Import packages and frequency list

First, we will import the packages necessary for subsequent functions:

import math #for logarithmic transformation
import glob #for grabbing filenames
import operator #for dictionary sorting

Then, we will import our frequency list using code we generated while completing the exercises from Python Tutorial 3:

def splitter(input_string): #presumes that the list is tab-delimitted
	output_list = []
	#insert code here
	for x in input_string.split("\n")[1:]: #iterate through sample string split by "\n", skip header row
		cols = x.split("\t") #split the item by "\t"
		word = cols[0] #the first item will be the word
		freq = cols[1] #the second will be the frequency value
		output_list.append([word,freq]) #append the [word, freq] list to the output list


def freq_dicter(input_list):
	output_dict = {}
	#insert code here
	for x in input_list: #iterate through list
		word = x[0] #word is the first item
		freq = float(x[1]) #frequency is second item (convert to float using float())
		output_dict[word] = freq #assign key:value pair


def file_freq_dicter(filename):
	#out_dict = {} #if you use the previously defined function freq_dicter() this is not necessary
	spreadsheet = open(filename).read() #open and read the file here
	split_ss = splitter(spreadsheet)#split the string into rows
	out_dict = freq_dicter(split_ss)#iterate through the rows and assign the word as the key and the frequency as the value


Finally, we import our frequency list (see bottom of this tutorial for the code used to create the frequency list).
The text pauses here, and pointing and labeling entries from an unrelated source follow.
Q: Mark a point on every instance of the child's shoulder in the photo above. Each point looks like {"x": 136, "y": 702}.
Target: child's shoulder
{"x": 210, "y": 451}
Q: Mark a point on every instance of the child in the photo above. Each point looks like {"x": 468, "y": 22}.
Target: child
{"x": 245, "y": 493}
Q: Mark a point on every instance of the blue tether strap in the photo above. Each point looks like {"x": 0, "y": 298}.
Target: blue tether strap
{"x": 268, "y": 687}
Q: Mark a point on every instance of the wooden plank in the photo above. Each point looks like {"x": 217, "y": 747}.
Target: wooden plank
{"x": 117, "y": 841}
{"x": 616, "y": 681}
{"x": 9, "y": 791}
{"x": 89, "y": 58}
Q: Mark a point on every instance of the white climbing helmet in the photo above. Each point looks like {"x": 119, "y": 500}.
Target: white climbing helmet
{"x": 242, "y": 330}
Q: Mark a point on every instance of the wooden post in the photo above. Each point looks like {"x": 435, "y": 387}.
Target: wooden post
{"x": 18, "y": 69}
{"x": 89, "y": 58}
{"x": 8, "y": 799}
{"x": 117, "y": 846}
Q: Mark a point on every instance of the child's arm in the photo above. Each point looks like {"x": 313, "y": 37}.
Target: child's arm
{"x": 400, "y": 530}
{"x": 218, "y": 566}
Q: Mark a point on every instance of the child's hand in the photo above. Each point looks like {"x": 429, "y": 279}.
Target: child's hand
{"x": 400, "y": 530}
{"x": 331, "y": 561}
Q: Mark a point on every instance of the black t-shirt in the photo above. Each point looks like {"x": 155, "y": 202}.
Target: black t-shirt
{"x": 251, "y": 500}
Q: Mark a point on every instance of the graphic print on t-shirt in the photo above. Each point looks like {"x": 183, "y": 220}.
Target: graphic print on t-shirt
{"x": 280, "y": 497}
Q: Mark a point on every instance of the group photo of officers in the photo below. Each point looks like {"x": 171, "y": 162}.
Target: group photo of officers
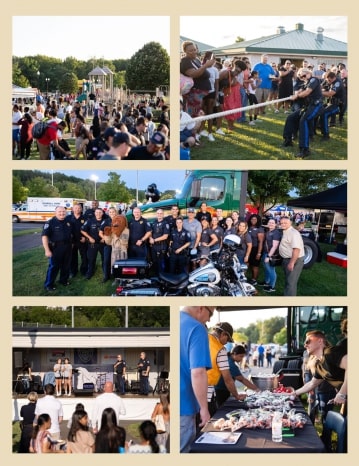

The frequency list can be downloaded here.

brown_freq = file_freq_dicter("brown_freq_2020-11-19.txt")

Functions for calculating lexical indices

First, we will use the safe_divide() function from Tutorial 3.

def safe_divide(numerator,denominator): #this function has two arguments
	if denominator == 0: #if the denominator is 0
		output = 0 #the the output is 0
	else: #otherwise
		output = numerator/denominator #the output is the numerator divided by the denominator

	return(output) #return output

Then we will create a simple function for calculating the number of words in a text.

def word_counter(low): #list of words
	nwords = len(low)

Next, we will create a function that will calculate the average (log-transformed) frequency value for the words in each text. This function will look up each word in a text, find the frequency of that word in a reference corpus, log-transform the frequency value (to help account for the Zipfian distribution of words in a corpus), and create an averaged score for the whole text.

def frequency_count(tok_text,freq_dict):
	freq_sum = 0
	word_sum = 0
	for x in tok_text:
		if x in freq_dict: #if the word is in the frequency dictionary
			freq_sum += math.log(freq_dict[x]) #add the (logged) frequency value to the freq_sum counter
			word_sum += 1 #add one to the word_sum counter
			continue #if the word isn't in the frequency dictionary, we will ignore it in our index calculation

	return(safe_divide(freq_sum,word_sum)) #return average (logged) frequency score for words in the text

Finally (for now), we will create a function that calculates a score representing the diversity of lexical items in a text. This particular index, moving average type-token ratio (MATTR) has been shown to be independent of text length (unlike many other well-known indices). See Covington et al. (2010), Kyle et al. (2020), and/or Zenker and Kyle (2020) for more details.

def lexical_diversity(tok_text,window_length = 50): #this is for moving average type token ratio (TTR). See Covington et al., 2010; Kyle et al. (2020); Zenker & Kyle (2020)
	if len(tok_text) < (window_length + 1):
		ma_ttr = safe_divide(len(set(tok_text)),len(tok_text))

		sum_ttr = 0
		denom = 0
		for x in range(len(tok_text)):
			small_text = tok_text[x:(x + window_length)]
			if len(small_text) < window_length:
			denom += 1
			sum_ttr+= safe_divide(len(set(small_text)),float(window_length))
		ma_ttr = safe_divide(sum_ttr,denom)

	return ma_ttr


We will use a version of the tokenize() function from Tutorial 4 to tokenize our texts.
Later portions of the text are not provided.